SALA DE CASACIÓN PENAL  

PATRICIA SALAZAR CUÉLLAR  

Magistrada ponente  

AP 2056-2014  

Radicación 43549  

(Aprobado  Acta No.  112)   

Bogotá  D.C., abril veinticuatro (24) de dos  mil catorce (2104).   

VISTOS:  

Resuelve la Sala si admite o no la demanda de  casación   presentada   por   el   defensor  de  la  procesada  ASMYD  QUINTERO  JAIMES.   

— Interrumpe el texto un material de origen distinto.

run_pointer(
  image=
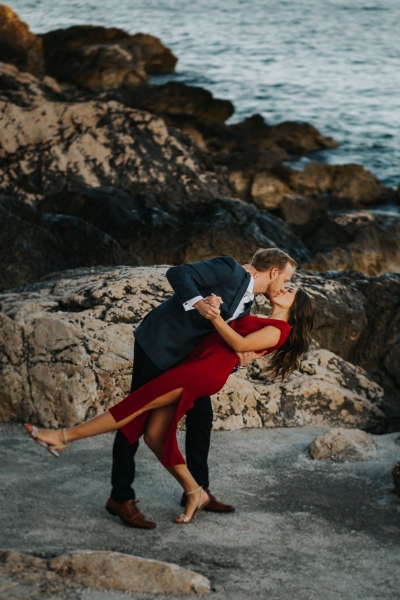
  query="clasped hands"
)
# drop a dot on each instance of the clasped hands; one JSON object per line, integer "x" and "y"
{"x": 210, "y": 309}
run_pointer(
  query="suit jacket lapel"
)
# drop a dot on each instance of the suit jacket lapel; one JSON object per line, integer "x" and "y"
{"x": 227, "y": 311}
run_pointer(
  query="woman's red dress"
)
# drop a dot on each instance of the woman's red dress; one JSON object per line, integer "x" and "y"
{"x": 202, "y": 373}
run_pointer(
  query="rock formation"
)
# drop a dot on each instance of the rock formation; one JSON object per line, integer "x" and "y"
{"x": 68, "y": 356}
{"x": 53, "y": 146}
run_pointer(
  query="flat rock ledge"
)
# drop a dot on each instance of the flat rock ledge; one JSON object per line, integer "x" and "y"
{"x": 340, "y": 445}
{"x": 104, "y": 570}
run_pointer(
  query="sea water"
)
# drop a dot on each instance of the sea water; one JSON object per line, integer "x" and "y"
{"x": 332, "y": 63}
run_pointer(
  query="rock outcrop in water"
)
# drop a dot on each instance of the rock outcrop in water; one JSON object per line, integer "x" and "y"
{"x": 86, "y": 56}
{"x": 102, "y": 58}
{"x": 68, "y": 355}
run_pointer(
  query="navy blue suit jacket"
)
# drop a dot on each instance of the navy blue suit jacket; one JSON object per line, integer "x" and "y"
{"x": 168, "y": 333}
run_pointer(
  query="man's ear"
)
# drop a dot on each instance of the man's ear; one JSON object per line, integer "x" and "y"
{"x": 274, "y": 272}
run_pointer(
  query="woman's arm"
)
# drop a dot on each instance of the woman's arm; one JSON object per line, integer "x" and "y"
{"x": 267, "y": 337}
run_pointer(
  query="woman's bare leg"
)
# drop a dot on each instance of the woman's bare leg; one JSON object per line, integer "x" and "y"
{"x": 103, "y": 423}
{"x": 155, "y": 434}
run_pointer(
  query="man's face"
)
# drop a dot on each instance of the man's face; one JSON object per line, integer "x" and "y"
{"x": 277, "y": 284}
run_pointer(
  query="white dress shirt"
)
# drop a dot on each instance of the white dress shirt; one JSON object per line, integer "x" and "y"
{"x": 248, "y": 297}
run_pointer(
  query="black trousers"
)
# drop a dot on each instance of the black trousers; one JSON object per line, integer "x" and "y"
{"x": 198, "y": 433}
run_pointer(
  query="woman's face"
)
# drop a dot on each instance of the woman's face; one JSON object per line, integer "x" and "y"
{"x": 285, "y": 298}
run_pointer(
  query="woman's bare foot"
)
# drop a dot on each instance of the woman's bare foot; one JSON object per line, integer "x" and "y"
{"x": 195, "y": 500}
{"x": 54, "y": 440}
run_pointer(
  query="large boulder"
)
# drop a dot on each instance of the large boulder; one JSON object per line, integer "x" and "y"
{"x": 108, "y": 57}
{"x": 108, "y": 226}
{"x": 18, "y": 45}
{"x": 153, "y": 231}
{"x": 68, "y": 356}
{"x": 18, "y": 87}
{"x": 50, "y": 146}
{"x": 326, "y": 390}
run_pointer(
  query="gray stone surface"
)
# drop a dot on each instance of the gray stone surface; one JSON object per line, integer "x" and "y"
{"x": 302, "y": 529}
{"x": 343, "y": 444}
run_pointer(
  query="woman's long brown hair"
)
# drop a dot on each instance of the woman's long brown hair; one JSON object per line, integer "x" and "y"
{"x": 301, "y": 318}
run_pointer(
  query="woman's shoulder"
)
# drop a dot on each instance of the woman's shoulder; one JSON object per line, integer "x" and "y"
{"x": 278, "y": 323}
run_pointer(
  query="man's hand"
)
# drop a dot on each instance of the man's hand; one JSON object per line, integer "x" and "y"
{"x": 206, "y": 309}
{"x": 209, "y": 307}
{"x": 247, "y": 357}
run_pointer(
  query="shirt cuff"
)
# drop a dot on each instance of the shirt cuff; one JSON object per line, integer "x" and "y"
{"x": 189, "y": 304}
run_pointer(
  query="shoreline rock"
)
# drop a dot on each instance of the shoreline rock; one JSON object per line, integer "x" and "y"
{"x": 105, "y": 570}
{"x": 68, "y": 356}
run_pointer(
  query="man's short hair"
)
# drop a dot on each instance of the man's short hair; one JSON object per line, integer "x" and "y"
{"x": 268, "y": 258}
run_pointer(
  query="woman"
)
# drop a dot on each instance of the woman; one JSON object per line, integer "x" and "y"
{"x": 156, "y": 408}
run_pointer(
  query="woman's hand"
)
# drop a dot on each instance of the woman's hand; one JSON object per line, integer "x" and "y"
{"x": 247, "y": 357}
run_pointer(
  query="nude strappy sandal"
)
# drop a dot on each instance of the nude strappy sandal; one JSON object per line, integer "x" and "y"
{"x": 33, "y": 431}
{"x": 183, "y": 519}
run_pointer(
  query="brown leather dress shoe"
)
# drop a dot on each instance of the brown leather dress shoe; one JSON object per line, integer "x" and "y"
{"x": 129, "y": 513}
{"x": 213, "y": 506}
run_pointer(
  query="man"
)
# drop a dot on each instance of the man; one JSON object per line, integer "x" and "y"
{"x": 168, "y": 333}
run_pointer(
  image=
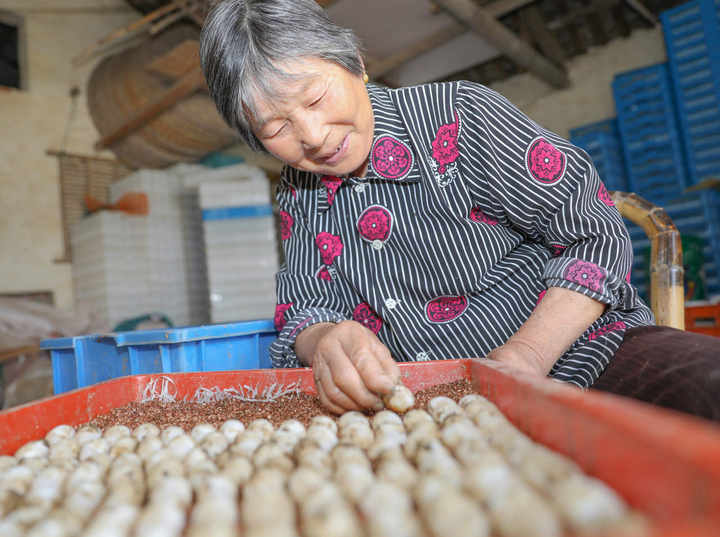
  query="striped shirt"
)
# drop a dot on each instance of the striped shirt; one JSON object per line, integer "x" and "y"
{"x": 468, "y": 212}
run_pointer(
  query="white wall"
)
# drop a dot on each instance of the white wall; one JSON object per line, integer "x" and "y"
{"x": 33, "y": 120}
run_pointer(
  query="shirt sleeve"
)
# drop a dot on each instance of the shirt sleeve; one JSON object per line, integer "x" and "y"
{"x": 549, "y": 191}
{"x": 305, "y": 290}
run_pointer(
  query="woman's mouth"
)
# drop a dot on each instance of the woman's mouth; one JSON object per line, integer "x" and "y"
{"x": 339, "y": 152}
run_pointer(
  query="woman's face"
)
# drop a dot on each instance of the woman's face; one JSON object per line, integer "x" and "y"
{"x": 323, "y": 121}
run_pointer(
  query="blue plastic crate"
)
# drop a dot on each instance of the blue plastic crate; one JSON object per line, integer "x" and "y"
{"x": 692, "y": 38}
{"x": 601, "y": 140}
{"x": 648, "y": 126}
{"x": 85, "y": 360}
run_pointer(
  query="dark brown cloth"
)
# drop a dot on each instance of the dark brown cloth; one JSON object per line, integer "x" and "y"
{"x": 667, "y": 367}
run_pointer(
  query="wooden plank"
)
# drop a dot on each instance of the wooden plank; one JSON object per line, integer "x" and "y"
{"x": 187, "y": 85}
{"x": 495, "y": 33}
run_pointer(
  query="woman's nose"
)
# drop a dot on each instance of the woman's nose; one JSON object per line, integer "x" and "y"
{"x": 311, "y": 132}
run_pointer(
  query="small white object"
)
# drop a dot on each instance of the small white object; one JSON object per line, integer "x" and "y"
{"x": 231, "y": 429}
{"x": 115, "y": 433}
{"x": 87, "y": 433}
{"x": 201, "y": 430}
{"x": 168, "y": 433}
{"x": 58, "y": 433}
{"x": 401, "y": 399}
{"x": 145, "y": 430}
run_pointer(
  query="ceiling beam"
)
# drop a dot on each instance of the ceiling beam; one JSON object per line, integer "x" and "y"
{"x": 509, "y": 44}
{"x": 532, "y": 19}
{"x": 644, "y": 12}
{"x": 378, "y": 68}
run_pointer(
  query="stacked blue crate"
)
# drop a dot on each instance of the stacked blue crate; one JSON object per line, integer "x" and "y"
{"x": 601, "y": 140}
{"x": 692, "y": 37}
{"x": 649, "y": 132}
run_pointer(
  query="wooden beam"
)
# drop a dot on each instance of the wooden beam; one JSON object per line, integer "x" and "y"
{"x": 379, "y": 68}
{"x": 495, "y": 33}
{"x": 546, "y": 40}
{"x": 644, "y": 12}
{"x": 191, "y": 82}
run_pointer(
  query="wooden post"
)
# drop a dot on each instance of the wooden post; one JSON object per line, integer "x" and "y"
{"x": 495, "y": 33}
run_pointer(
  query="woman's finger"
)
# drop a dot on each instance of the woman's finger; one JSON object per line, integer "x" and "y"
{"x": 348, "y": 377}
{"x": 373, "y": 375}
{"x": 333, "y": 393}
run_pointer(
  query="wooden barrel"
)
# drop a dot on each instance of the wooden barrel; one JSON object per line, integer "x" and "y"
{"x": 121, "y": 85}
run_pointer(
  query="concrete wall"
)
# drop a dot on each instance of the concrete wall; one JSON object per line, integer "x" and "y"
{"x": 589, "y": 97}
{"x": 34, "y": 119}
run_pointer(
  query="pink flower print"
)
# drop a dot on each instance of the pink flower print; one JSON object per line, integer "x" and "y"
{"x": 545, "y": 162}
{"x": 324, "y": 274}
{"x": 375, "y": 223}
{"x": 444, "y": 309}
{"x": 604, "y": 196}
{"x": 477, "y": 215}
{"x": 445, "y": 149}
{"x": 557, "y": 249}
{"x": 330, "y": 246}
{"x": 391, "y": 158}
{"x": 280, "y": 310}
{"x": 586, "y": 274}
{"x": 332, "y": 184}
{"x": 612, "y": 327}
{"x": 286, "y": 223}
{"x": 364, "y": 314}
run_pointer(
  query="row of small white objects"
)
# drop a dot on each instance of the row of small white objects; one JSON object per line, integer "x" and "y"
{"x": 108, "y": 266}
{"x": 164, "y": 246}
{"x": 240, "y": 247}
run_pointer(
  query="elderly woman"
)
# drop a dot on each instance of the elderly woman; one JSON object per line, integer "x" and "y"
{"x": 423, "y": 223}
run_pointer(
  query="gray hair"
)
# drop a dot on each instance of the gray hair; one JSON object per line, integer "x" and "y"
{"x": 243, "y": 42}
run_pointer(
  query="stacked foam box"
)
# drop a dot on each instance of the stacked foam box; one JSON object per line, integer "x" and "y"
{"x": 240, "y": 247}
{"x": 165, "y": 252}
{"x": 109, "y": 264}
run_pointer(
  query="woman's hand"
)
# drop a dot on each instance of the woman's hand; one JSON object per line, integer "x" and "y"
{"x": 350, "y": 365}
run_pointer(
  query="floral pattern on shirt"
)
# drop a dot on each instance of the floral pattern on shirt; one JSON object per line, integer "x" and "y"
{"x": 286, "y": 223}
{"x": 545, "y": 162}
{"x": 330, "y": 246}
{"x": 365, "y": 315}
{"x": 586, "y": 274}
{"x": 375, "y": 223}
{"x": 391, "y": 158}
{"x": 444, "y": 309}
{"x": 332, "y": 184}
{"x": 280, "y": 310}
{"x": 605, "y": 197}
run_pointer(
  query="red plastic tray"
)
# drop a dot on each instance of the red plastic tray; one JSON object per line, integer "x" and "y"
{"x": 665, "y": 464}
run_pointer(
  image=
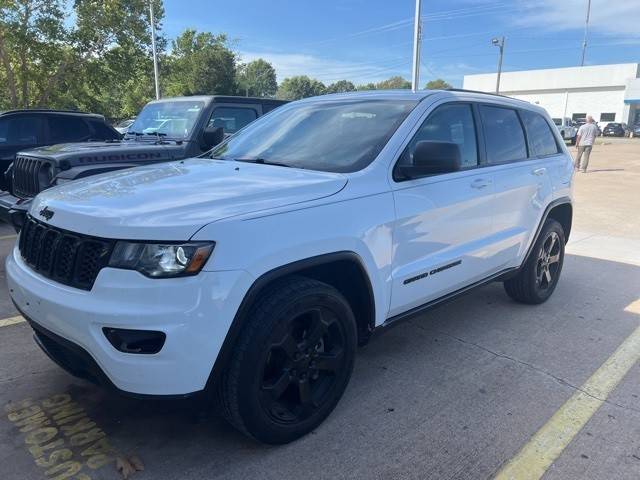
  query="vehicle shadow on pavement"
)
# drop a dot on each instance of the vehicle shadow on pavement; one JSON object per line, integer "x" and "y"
{"x": 454, "y": 392}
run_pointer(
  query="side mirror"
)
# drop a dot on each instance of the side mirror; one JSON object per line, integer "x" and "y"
{"x": 212, "y": 136}
{"x": 431, "y": 158}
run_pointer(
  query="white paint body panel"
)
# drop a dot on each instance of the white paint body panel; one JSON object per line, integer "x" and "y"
{"x": 263, "y": 217}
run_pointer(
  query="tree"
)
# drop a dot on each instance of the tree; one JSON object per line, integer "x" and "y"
{"x": 393, "y": 83}
{"x": 257, "y": 78}
{"x": 295, "y": 88}
{"x": 49, "y": 61}
{"x": 341, "y": 86}
{"x": 437, "y": 84}
{"x": 201, "y": 63}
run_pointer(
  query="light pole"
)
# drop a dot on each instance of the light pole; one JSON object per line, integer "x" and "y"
{"x": 417, "y": 37}
{"x": 153, "y": 49}
{"x": 586, "y": 31}
{"x": 499, "y": 42}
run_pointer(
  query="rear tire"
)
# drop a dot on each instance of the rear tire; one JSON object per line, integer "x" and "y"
{"x": 292, "y": 361}
{"x": 539, "y": 275}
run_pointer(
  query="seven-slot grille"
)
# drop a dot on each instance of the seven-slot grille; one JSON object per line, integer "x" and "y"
{"x": 69, "y": 258}
{"x": 27, "y": 172}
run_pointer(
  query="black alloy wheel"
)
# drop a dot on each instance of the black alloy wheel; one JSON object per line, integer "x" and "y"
{"x": 548, "y": 261}
{"x": 292, "y": 361}
{"x": 539, "y": 274}
{"x": 302, "y": 365}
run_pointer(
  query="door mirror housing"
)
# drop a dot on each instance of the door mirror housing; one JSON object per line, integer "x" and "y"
{"x": 212, "y": 136}
{"x": 431, "y": 158}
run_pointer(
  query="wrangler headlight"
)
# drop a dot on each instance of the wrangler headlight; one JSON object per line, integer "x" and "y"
{"x": 160, "y": 260}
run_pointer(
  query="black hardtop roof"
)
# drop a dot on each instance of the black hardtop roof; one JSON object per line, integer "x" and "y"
{"x": 222, "y": 99}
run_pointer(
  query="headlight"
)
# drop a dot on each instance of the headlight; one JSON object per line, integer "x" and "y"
{"x": 160, "y": 260}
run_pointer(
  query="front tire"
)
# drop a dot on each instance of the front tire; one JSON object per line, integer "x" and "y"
{"x": 292, "y": 361}
{"x": 539, "y": 275}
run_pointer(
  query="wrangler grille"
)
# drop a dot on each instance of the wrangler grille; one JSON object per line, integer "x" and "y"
{"x": 69, "y": 258}
{"x": 30, "y": 176}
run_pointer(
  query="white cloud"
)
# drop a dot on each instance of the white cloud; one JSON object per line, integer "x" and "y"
{"x": 328, "y": 70}
{"x": 615, "y": 18}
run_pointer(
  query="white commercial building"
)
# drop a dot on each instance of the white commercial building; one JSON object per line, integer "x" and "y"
{"x": 610, "y": 93}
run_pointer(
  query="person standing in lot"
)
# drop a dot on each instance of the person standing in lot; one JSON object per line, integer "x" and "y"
{"x": 587, "y": 134}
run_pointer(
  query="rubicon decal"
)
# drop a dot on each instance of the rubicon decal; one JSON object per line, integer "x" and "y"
{"x": 122, "y": 156}
{"x": 432, "y": 272}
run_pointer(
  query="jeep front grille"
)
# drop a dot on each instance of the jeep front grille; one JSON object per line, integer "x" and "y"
{"x": 29, "y": 176}
{"x": 66, "y": 257}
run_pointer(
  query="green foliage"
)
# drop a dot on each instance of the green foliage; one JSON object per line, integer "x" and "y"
{"x": 94, "y": 63}
{"x": 258, "y": 79}
{"x": 201, "y": 63}
{"x": 437, "y": 84}
{"x": 341, "y": 86}
{"x": 393, "y": 83}
{"x": 295, "y": 88}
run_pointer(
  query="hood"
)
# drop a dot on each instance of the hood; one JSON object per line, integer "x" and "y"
{"x": 173, "y": 200}
{"x": 127, "y": 151}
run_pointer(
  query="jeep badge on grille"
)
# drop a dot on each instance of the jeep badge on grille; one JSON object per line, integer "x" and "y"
{"x": 46, "y": 213}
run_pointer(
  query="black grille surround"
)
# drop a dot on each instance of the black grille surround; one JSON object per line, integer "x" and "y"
{"x": 30, "y": 176}
{"x": 67, "y": 257}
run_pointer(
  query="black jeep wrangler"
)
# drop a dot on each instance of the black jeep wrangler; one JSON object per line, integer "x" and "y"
{"x": 31, "y": 128}
{"x": 165, "y": 130}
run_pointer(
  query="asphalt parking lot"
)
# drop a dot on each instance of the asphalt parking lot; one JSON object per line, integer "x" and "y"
{"x": 457, "y": 393}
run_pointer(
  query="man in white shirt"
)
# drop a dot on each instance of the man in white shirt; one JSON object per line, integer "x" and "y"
{"x": 587, "y": 134}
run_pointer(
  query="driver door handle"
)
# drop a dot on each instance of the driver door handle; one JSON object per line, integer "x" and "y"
{"x": 480, "y": 183}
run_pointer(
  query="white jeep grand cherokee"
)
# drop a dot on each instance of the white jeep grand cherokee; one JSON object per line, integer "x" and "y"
{"x": 257, "y": 272}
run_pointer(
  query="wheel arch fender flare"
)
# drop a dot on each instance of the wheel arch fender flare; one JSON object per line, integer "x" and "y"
{"x": 562, "y": 201}
{"x": 273, "y": 275}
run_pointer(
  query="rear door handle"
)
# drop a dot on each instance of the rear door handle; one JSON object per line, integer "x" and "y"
{"x": 480, "y": 183}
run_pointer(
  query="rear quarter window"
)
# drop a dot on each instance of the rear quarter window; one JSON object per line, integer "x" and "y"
{"x": 541, "y": 139}
{"x": 504, "y": 137}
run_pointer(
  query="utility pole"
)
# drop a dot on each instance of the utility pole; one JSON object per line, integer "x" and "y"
{"x": 153, "y": 49}
{"x": 586, "y": 31}
{"x": 417, "y": 40}
{"x": 499, "y": 42}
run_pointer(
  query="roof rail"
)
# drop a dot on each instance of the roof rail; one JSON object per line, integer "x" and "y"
{"x": 48, "y": 110}
{"x": 484, "y": 93}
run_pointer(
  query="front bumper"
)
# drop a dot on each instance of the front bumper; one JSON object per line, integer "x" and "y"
{"x": 195, "y": 313}
{"x": 13, "y": 210}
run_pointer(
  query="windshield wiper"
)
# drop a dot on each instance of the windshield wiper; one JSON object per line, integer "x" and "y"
{"x": 261, "y": 161}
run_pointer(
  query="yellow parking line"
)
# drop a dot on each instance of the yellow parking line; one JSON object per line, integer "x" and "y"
{"x": 548, "y": 443}
{"x": 5, "y": 322}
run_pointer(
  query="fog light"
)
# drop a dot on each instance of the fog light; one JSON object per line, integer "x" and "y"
{"x": 135, "y": 341}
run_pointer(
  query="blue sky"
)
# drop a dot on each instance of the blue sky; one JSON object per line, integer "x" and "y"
{"x": 369, "y": 40}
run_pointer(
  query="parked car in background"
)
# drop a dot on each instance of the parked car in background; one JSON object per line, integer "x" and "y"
{"x": 124, "y": 125}
{"x": 24, "y": 129}
{"x": 567, "y": 129}
{"x": 615, "y": 130}
{"x": 255, "y": 273}
{"x": 167, "y": 129}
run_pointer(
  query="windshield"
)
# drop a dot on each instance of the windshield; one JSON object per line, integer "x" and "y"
{"x": 175, "y": 119}
{"x": 339, "y": 136}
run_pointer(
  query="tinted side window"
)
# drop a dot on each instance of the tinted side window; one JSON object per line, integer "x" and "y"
{"x": 232, "y": 119}
{"x": 64, "y": 129}
{"x": 503, "y": 134}
{"x": 21, "y": 130}
{"x": 102, "y": 132}
{"x": 448, "y": 123}
{"x": 541, "y": 140}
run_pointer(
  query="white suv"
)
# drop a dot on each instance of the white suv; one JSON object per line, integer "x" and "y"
{"x": 255, "y": 273}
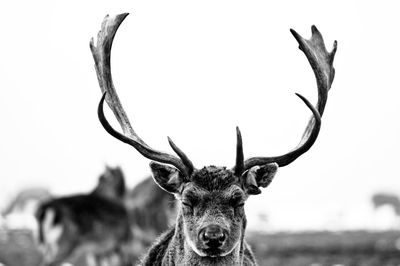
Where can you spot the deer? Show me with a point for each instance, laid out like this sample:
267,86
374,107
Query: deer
211,221
95,225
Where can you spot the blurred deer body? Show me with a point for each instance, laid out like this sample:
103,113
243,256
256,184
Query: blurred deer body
96,224
211,221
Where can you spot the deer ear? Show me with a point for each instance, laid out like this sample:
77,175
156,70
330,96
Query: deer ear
166,177
258,176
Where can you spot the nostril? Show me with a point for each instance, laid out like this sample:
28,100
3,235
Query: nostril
213,234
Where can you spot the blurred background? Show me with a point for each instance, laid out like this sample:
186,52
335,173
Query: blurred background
193,71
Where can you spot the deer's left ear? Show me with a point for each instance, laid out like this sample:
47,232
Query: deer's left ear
258,176
167,177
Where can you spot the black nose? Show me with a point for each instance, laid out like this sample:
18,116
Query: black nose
213,236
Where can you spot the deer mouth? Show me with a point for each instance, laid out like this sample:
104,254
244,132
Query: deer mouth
214,252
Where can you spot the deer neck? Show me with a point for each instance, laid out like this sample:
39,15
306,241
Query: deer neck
180,252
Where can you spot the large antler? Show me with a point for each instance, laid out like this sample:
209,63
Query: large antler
102,55
321,62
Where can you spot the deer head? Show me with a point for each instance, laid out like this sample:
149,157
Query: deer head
211,215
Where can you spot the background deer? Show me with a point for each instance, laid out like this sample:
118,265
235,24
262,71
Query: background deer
211,221
94,224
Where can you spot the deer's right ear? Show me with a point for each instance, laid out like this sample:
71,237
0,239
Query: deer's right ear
166,177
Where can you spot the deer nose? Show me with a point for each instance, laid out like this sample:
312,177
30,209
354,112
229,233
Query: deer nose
213,236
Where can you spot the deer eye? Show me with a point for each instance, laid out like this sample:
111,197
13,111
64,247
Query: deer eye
187,204
237,202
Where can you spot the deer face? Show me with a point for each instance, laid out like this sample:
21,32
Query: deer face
211,206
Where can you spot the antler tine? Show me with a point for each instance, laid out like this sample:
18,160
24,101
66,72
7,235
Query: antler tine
321,62
239,153
102,55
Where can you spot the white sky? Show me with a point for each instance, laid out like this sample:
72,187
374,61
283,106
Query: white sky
193,70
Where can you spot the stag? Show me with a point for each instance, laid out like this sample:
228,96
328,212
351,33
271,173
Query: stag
95,225
210,225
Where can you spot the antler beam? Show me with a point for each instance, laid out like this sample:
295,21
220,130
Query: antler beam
102,57
321,62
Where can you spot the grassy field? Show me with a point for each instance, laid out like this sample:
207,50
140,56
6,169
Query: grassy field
352,248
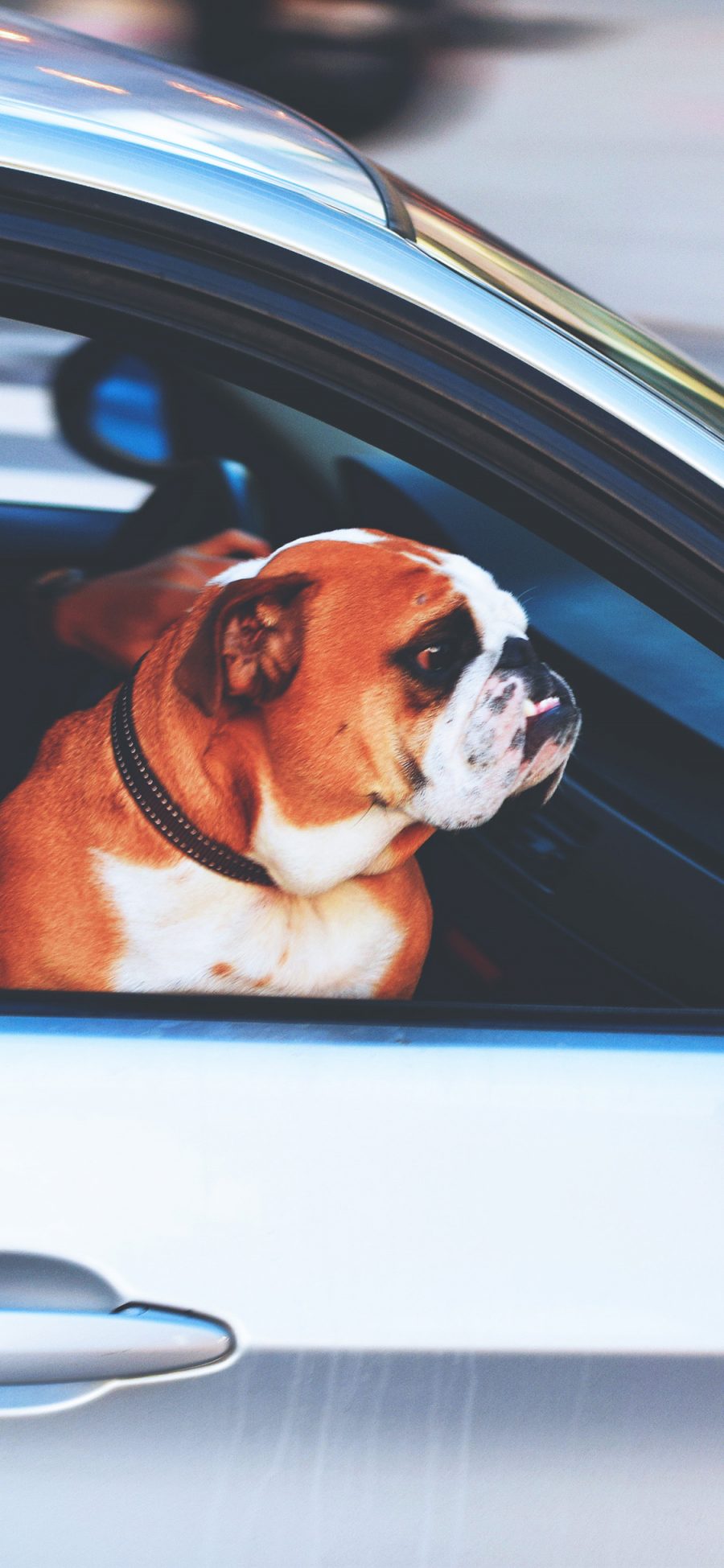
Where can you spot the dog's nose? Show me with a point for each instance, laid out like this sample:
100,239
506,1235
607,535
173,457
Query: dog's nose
517,652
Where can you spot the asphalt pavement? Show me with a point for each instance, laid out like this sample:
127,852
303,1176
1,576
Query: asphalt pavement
596,148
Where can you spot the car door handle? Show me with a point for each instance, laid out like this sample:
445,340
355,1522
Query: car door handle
82,1346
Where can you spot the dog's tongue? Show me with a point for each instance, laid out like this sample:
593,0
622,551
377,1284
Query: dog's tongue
535,709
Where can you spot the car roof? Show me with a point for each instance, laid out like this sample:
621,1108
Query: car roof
104,118
87,112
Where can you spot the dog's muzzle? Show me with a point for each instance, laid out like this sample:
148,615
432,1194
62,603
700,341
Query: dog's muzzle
549,706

HECHOS Y ACTUACIÓN PROCESAL:  

1.   Álvaro  Vega  Anaya le prestó a la mencionada 7 millones de pesos el 2 de mayo de 2005.  La  deudora,  en  garantía, constituyó a favor del acreedor una hipoteca sobre  el  inmueble  ubicado  en  la carrera 7ª No. 34-54 de Bucaramanga, del cual era  dueño  su  padre  Saúl  Quintero  Marín,  a  quien  suplantó a través de un  tercero      para      poder      constituir      la      escritura     pública  correspondiente.   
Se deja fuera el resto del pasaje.